Okapi Wildlife Reserve Infrastructure
The Okapi Conservation Project is initiating a second project for the construction of permanent ranger housing at the Zunguluka Patrol Post located on the main road of the eastern border to the Okapi Wildlife Reserve. This patrol post is a critical entry and exit point for all vehicle and pedestrian traffic through the Okapi Wildlife Reserve, as well as a base for forest patrols in the eastern portion of the Reserve. This project will construct housing for rangers and their families in support of their wildlife protection work in OWR. The project is possible through a grant from the US Fish and Wildlife Service African Elephant Fund – Wildlife Without Borders.
The Okapi Wildlife Reserve (13,760 km2) is designated as a multiple use reserve in the DR Congo, providing community access for hunting and agriculture, including the Mbuti pygmy indigenous people. The Coordination Committee of the Okapi Wildlife Reserve (OWR), lead by the Institute in Congo for Conservation of Nature (ICCN) works with community leaders and local NGO’s to designate, farming, hunting and core areas (no access or hunting). The Okapi Conservation Project has been appointed to organize preparatory education campaigns concerning zoning in the OWR Northern Sector. The first incentive to this plan was undertaken last March, when OCP educator Gomo, and Wildlife Conservation Society partner and technician Ntumba, traveled to Watsa for meetings and obtained a zoning protocol signature from the Regional Administrator in order to proceed.
In July and August the OCP education team organized 9 meetings in villages with 250 participants from Kebo and Ateru communities to introduce the zoning concept and process.
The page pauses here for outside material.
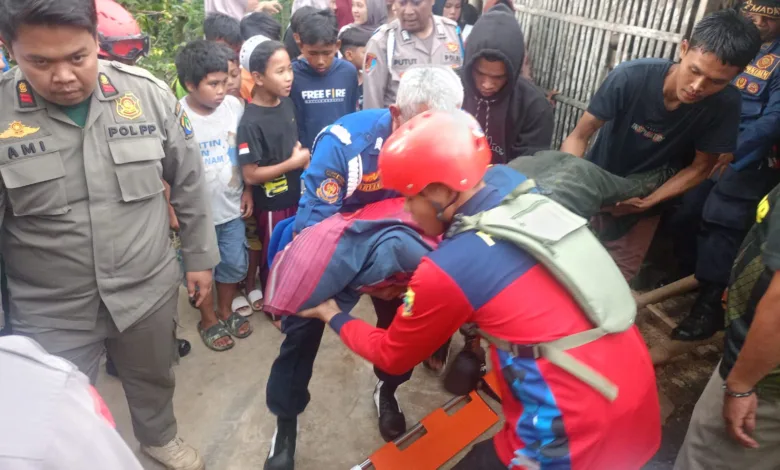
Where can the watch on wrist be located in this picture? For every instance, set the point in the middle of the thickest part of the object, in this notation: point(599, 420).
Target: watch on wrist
point(733, 394)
As a result, WCS zoning technicians are now working with the communities establishing agriculture zones. Suggestions from the community leaders include requests for frequent visits of OCP educators in the area and for educational material regarding hunting regulations in the Okapi Wildlife Reserve.
Even though these meetings were successful, the team again encountered very bad road conditions, especially during the rainy season, as well as suspicious deployment of army troops as challenges. The Okapi Conservation Project education team will continue to focus their work in the northern sector, despite the distance from the project’s Epulu headquarters, which hampers communication and travel.